Jean-Auguste-Dominique Ingres y taller. Odalisca en grisalla. Hacia 1824-34. The Metropolitan Museum of Art, New York, Catharine Lorillard Wolfe Collection, Wolfe Fund. © The Metropolitan Museum of Ar

Pintura y grabado

A partir del siglo XVI, los pintores desarrollaron ingeniosas maneras de competir con los nuevos desarrollos del grabado. Una obra excepcional es la grisalla de Hendrik Goltzius, “Sin Ceres y Baco, Venus se congelaría” (1606, el Museo Estatal del Hermitage, San Petersburgo). El trabajo deslumbró a los espectadores que no podían imaginar cómo se hacía una impresión así, aunque la realidad es que se dibujó a mano sobre tela preparada. El tema fue popular en el Renacimiento y viene a ser una alegoría de que sin comida (Ceres) ni bebida (Baco) el amor (Venus) se enfría.
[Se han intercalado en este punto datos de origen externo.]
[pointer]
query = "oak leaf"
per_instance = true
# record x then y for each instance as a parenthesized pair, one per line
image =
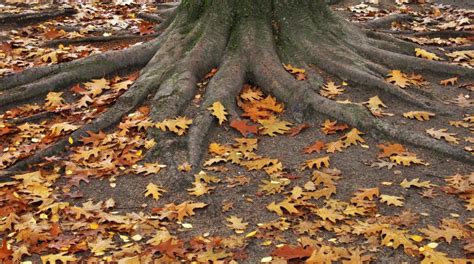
(289, 252)
(450, 81)
(434, 257)
(441, 133)
(251, 94)
(243, 127)
(61, 257)
(391, 200)
(415, 182)
(363, 194)
(60, 128)
(419, 115)
(178, 125)
(407, 160)
(298, 129)
(426, 54)
(218, 110)
(270, 103)
(236, 224)
(331, 90)
(317, 146)
(199, 189)
(353, 137)
(154, 191)
(331, 127)
(329, 214)
(273, 125)
(54, 100)
(357, 257)
(334, 146)
(99, 246)
(398, 78)
(149, 168)
(161, 235)
(390, 149)
(318, 163)
(285, 204)
(395, 238)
En la era de la fotografía y el cine

De manera similar, la invención de la fotografía en 1839, y la del cine mucho más tarde, incitaron a los pintores a imitar los efectos de estos medios, para competir con sus cualidades particulares. Gerhard Richter empleó una fotografía de prensa de una prostituta que había sido brutalmente asesinada como origen de su pintura Helga Matura with Her Fiancé (1966, Museum Kunstpalast, Düsseldorf). La paleta gris - para Richter –“el color ideal para la indiferencia” - elimina cualquier sentimentalismo sobre el asesinato de Helga. Al desenfocar deliberadamente la fotografía, el artista hace que el espectador se dé cuenta de que se trata de una imagen alterada, que contrasta con la nitidez y aparente objetividad del original.
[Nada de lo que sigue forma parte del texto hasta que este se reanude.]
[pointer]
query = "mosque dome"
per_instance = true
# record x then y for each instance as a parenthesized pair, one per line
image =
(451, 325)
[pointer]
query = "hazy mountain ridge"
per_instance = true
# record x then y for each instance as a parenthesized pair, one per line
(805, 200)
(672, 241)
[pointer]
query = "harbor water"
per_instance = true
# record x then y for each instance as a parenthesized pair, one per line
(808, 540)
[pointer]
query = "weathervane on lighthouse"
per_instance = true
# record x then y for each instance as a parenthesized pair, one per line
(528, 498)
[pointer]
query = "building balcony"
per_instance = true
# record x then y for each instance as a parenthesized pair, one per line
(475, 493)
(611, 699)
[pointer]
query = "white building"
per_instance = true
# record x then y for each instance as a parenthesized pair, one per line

Los artistas abstractos y de la instalación se han acercado también a menudo al blanco y negro. Cuando los artistas tienen acceso fácil a todos los tonos posibles, la ausencia de color puede impactante y provocadora. En 1915, Kazimir Malevich pintó la primera versión de su obra revolucionaria, la “Plaza Negra” (en la exposición se encuentra la versión de 1929 de la Galería Estatal Tretiakov, Moscú), un cuadrado negro que flota en un marco pintado de blanco. Obras de Josef Albers, Ellsworth Kelly, Frank Stella y Cy Twombly ejemplifican también el uso de un color mínimo para un impacto máximo.
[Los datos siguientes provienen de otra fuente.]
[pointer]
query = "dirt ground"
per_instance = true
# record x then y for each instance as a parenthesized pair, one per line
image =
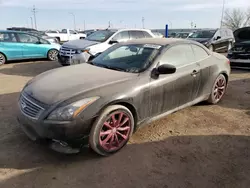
(202, 146)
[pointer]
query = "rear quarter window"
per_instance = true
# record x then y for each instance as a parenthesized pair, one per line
(199, 53)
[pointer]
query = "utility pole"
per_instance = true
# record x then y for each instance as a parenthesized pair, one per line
(74, 17)
(222, 14)
(143, 19)
(31, 20)
(34, 11)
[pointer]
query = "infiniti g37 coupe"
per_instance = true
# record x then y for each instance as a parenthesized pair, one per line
(102, 102)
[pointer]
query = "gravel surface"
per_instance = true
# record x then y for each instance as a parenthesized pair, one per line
(202, 146)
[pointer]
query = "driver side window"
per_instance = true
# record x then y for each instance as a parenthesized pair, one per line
(179, 55)
(121, 36)
(25, 38)
(123, 51)
(72, 32)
Olafur Eliasson pone fin a la exposición con su instalación de iluminación inmersiva a gran escala, “Room for one color” (1997). En una sala iluminada con lámparas de monofrecuencia de sodio amarillo, todas las demás frecuencias de luz se suprimen y los visitantes deambulan en un mundo monocromo.

Exposición organizada por la Galería Nacional en colaboración con el Museo Kunstpalast, Düsseldorf.